Answer: The parameters are now shown in a table below the molecules in Fig 2.
Q6: In general, tables contain Ki Kinact etc. Would it be possible to add IC/EC50s as well? Moreover, most tables seems sometimes empty, as there are many columns, but only a few data. Those data could be added to the figures, and then space could be saved.
Answer: Sometimes values for IC and EC50 has not been shown in the references.
Q7: In general, the paper is very long. In my view the presentation of SARs, many substiuents is less important from side of covalent inhibitors, so I suggest to include only the best/most significant derivatives from the same family with the same warhead. Of course, in case of multiple warheads, multiple compounds could be included.
Answer: There are much information about the topic in the literature. That is why it is so long.
Q8:. If a "library" is mentioned, it is sugested to include the number of compounds, and probably a hit rate if available.
Answer: We have now mentioned the number of compounds in each one of the libraries presented in the text. Hit rate, however, was not available for most of them.
Q9: Fig17c shows ligand interactions and not a crystal structure contrary to the caption.
Answer: Caption has been rewritten.
Q10: 10. It is suggested to revise how many interaction figures needs to be presented. E.g. Fig 25 does not seem very important. Fig 32 is a nice figure, but is it really needed? The ligand interactions are informative in case of showing covalent binding mechanism, and it might be considered in some cases to show the full stucture of the protein with the ligand in the pocket.
Answer: Figure 25 was removed and Fig32 was remade.
Q11: Sometimes the figures are too far from the corresponding text.
Answer: We tried to make the figures closer to their corresponding text
Round 2
Reviewer 2 Report
Authors answered all the questions and comments, however, there are still some of those that are suggested to be modified.
On Fig 2(b) nitrogen atoms are missing from molecule 6 and the double bond of thiophene is different on Figs 2a and 2b.
I still believe that tables like Fig 9 are not necessary, it is almost empty, it would be better to have all those data on the Figures.

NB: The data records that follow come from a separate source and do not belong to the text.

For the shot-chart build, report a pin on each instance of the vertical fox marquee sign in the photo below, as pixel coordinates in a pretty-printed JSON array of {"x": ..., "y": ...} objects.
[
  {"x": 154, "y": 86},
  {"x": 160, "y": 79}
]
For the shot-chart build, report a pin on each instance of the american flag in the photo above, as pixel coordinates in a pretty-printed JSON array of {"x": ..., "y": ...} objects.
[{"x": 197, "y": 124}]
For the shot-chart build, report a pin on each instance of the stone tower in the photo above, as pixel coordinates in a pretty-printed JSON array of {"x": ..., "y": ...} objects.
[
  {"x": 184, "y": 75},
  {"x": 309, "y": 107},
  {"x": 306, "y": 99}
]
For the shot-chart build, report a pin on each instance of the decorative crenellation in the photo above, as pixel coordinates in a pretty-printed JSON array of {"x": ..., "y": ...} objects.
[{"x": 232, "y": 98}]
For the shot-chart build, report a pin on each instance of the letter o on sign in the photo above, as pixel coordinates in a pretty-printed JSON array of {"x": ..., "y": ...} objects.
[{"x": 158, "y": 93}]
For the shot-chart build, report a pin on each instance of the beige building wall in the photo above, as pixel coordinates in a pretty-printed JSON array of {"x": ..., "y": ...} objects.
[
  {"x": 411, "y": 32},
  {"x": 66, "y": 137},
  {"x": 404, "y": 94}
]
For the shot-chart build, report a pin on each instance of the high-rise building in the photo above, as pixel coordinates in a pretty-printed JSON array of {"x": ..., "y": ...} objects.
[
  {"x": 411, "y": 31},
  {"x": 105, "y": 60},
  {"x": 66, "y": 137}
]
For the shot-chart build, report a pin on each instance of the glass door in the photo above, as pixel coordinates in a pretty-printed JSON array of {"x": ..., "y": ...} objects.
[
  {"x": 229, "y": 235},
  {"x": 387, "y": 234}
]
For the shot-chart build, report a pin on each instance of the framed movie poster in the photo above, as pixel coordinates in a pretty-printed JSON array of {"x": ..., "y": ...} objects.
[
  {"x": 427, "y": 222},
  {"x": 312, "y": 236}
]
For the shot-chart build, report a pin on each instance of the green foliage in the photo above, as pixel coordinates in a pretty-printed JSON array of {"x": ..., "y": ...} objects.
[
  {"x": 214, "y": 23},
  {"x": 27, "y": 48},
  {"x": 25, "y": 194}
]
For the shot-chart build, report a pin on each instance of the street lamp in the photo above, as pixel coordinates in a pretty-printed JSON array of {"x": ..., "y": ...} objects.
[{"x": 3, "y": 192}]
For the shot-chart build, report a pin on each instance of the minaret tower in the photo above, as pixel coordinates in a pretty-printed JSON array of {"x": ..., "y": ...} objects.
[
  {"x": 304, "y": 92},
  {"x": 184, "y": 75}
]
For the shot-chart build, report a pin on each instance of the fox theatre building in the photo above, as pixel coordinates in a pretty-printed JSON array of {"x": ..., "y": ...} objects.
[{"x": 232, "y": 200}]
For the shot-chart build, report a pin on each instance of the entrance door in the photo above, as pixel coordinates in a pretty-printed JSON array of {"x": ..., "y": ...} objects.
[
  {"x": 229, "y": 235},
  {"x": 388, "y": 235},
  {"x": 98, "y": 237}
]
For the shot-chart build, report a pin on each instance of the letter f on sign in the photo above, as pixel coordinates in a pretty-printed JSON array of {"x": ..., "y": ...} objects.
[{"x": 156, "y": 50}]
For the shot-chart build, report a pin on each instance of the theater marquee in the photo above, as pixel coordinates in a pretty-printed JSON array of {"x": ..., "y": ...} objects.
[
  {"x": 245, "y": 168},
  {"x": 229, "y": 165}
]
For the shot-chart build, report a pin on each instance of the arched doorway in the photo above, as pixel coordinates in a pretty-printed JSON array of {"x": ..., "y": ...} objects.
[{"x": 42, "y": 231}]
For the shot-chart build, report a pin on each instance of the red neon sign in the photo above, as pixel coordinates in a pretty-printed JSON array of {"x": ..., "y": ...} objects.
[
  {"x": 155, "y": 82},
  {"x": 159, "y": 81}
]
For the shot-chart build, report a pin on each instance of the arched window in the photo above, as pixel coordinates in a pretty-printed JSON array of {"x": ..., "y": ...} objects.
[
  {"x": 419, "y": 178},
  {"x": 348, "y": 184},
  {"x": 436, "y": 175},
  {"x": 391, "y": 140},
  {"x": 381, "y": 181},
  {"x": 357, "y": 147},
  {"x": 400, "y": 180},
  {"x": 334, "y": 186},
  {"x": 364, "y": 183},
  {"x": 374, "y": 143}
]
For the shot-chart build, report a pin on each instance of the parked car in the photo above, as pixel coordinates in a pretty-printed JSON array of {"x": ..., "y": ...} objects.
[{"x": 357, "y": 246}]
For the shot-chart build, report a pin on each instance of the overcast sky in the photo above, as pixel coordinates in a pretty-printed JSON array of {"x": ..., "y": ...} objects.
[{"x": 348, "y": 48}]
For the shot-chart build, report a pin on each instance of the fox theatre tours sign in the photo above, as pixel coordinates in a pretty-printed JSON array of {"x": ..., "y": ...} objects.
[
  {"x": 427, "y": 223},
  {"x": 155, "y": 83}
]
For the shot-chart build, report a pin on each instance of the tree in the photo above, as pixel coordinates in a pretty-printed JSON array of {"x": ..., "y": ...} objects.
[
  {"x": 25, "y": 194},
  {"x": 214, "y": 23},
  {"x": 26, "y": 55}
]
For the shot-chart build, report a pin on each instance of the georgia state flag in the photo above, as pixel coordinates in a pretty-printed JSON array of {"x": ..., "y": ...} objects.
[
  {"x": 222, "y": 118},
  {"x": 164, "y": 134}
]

I also believe that the manuscript should be shorter. E.g. Fig 27 contains many similar structures that differ only in the substituents. There might be no need to show all the almost same structures. I suggest to shorten the manuscript and focus the Figures.
Author Response
Dear editor
Please, find enclosed the revised version (Round2) of our manuscript entitled “Covalent Inhibitors for Neglected Diseases: An Exploration of Novel Therapeutic Options (2012 - present)” by Erick Tavares Marcelino Alves, Filipe Gomes Pernichelli, Lucas Adriano do Nascimento, Glaucio Monteiro Ferreira and Elizabeth Igne Ferreira.
We hope this revised version could be considered for publication in the Pharmaceuticals. We think the comments have been insightful, and our work has greatly improved after implementing the reviewers’ comments.
We are submitting the revised manuscript with all the changes highlighted. Additionally, we have responded to all comments.
Sincerely yours,
Elizabeth Igne Ferreira
Reviewer #2
The authors answered all the questions and comments, however, there are still some of those that are suggested to be modified.
General comments
We would like to thank the reviewer for the careful reading and mention that the text has now been extensively reviewed and all novel-modified parts are highlighted in yellow.
Q1. On Fig 2(b) nitrogen atoms are missing from molecule 6 and the double bond of thiophene is different on Figs 2a and 2b.
Answer: The figure now was corrected.
Q2. I still believe that tables like Fig 9 are not necessary, it is almost empty, and it would be better to have all those data on the Figures.
Answer: We agreed. Now the figure has the data regarding every molecule.
Q3. I also believe that the manuscript should be shorter. E.g. Fig 27 contains many similar structures that differ only in the substituents. There might be no need to show all the almost same structures. I suggest to shorten the manuscript and focus the Figures.
Answer: We agreed. 20 compounds have been removed from the article, diminishing the number of compounds from 145 to 126.